14 May 2013, 11:31 | Written by The Line of Best Fit


Fish & Chips, Ice-Creams, Ghost Train Rides and arcade games on the pier, Brighton offers up a classical get-away on any normal weekend of the year – this coming weekend, however, is anything but normal. As hundreds of revellers prepare their schedules, the seaside town prepares itself for The Great Escape Festival. We’ll be down their alongside just about every exciting new band to have emerged in the last 12 months and while we’ll mostly be running around like headless chickens attempting to see everything, there is no need for you to because our soon to be writers-on-the-ground Dan Carson and George O’Brien have kindly decided to take you through a little run-down of the sites must see recommendations. Get your programs out, get highlighting.

London Grammar

The London three-piece arrived at the beginning of the year with the quite stunning ‘Hey Now’ and have been carefully making their way towards the limelight they deserve since.
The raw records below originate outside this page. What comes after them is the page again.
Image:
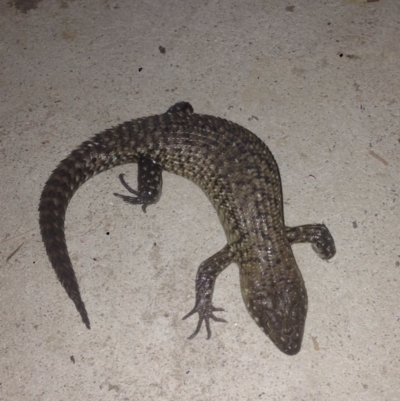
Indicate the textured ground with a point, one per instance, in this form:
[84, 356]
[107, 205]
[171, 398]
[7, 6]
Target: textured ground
[319, 82]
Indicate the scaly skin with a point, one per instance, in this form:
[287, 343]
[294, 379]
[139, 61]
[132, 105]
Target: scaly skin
[240, 177]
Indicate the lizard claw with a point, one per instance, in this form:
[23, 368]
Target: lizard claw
[205, 314]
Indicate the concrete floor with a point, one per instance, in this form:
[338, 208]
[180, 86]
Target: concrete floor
[318, 81]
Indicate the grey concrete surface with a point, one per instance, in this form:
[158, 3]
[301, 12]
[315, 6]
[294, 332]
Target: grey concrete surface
[318, 81]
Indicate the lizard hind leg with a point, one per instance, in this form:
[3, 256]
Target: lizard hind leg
[318, 235]
[205, 282]
[149, 184]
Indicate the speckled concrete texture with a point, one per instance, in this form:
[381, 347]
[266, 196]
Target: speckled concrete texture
[318, 81]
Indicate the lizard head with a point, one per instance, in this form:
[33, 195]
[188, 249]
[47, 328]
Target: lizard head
[279, 309]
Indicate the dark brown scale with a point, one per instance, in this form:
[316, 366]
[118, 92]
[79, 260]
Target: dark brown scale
[238, 174]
Utilising one of the most haunting and distinctive vocals to surface in British music for some time, alongside flickers of dance-floor beats and touching guitar punctuation, London Grammar are producing genuinely beautiful music that translates seamlessly to the live stage. George O’Brien

Rainy Milo

South-east London teen sensation Rainy Milo dropped her charming R&B rooted debut mixtape Limey last autumn with her sweet runny vocals alone proving enough to secure a place on our 2013 ‘Ones to Watch’ countdown. With a bold, ballsy follow-up EP – Black & Blonde – in the bag, all eyes will be on Rainy to evoke the sass and soul of her records in the flesh. Dan Carson

Wolf Alice

Wolf Alice have never been far from our minds since ‘Leaving You’, with its memorable slide-guitar hook, arrived late last year. Crunchy riffs and proper punchy drums accompany a versatile vocal that enjoys subtly and attitude in equal measure; the North London quartet are yet to put a foot wrong. George O’Brien

Blue Hawaii

Blue Hawaii’s 2010 journey around Central America planted the little kernels of trop-pop brilliance which flourished on debut EP, Blooming Summer, and again on their elegantly choppy full-length, Untogether. Formed of Braids’ Raphaelle Standell-Preston and partner Alex ‘Agor’ Cowan, the Montreal duo are a shoe-in to provide the concentrated hit of intricate Canadian dream-pop every emerging music festival needs. Dan Carson


If we ever needed an answer to Scandinavia’s electro-pop dominance, this could well be it. Her suitably named track ‘The Blow’ is filled with addictive melodies to echo Icona Pop, while tracks like ‘Unbreakable’ embrace the sounds of her Algerian heritage, adding depth and interest without a pretention or compromising on accessibility. Multicultural, unusual and eye-catching, YADi is effortlessly cool. George O’Brien

Sinead Harnett

Having played a supporting role to Disclosure and Rudimental over the past year, London vocalist Sinead Harnett recently popped the cork on her solo career with the effervescently crackling ‘Got Me’. The smoky-toned chanteuse will be out to prove she’s no pawn in the future-garage game. Dan Carson


Responsible for major summer soundtrack contender, ‘Move’, the Newcastle via Milan quartet are full of frenetic fun. Disco-dancing rhythms, glistening synth lines and moreish melodies bring to mind the guilty pleasure-pop of Alphabeat, while their recent mash-up of Solange’s ‘Losing You’ and Destiny’s Child’s classic ‘Say My Name’, prove Mausi are as inventive as they are pure unadulterated joy. George O’Brien

Chlöe Howl

Cherubic of face and acidic of tongue, precociously talented pop star Chlöe Howl has enjoyed a whirlwind 2013 so far. The 18-year-old’s free-to-download Rumour EP captured a budget-booze flecked snapshot of teenage life; endearing her to a legion of new fans and Radio 1 DJs in the process. Dan Carson


Minimalism is the key to Brolin’s work. The masked UK producer combines little more than twitching manufactured beats, gentle synthesised keys and whispered vocals to create entirely understated R&B. ‘Reykjavik’ provides the best example of what he is capable of – with its longing cries and relentless rhythm the track is as chilling as its title suggests and is awash with ambiguous emotion. George O’Brien


Hailing from Berlin – by way of Bulgaria – Denitza Todorov aka D E N A piqued our interest back in summer 2012 with the delightfully trashy video for ‘Cash, Diamond Rings, Swimming Pools’. Gimmicky promo aside, the Kitsune single indicates an M.I.A. straddling, hip-hop heart of gold beating under her DGAF façade. Dan Carson

The Great Escape takes place in Brighton from 16-18 May. Tickets are now sold out.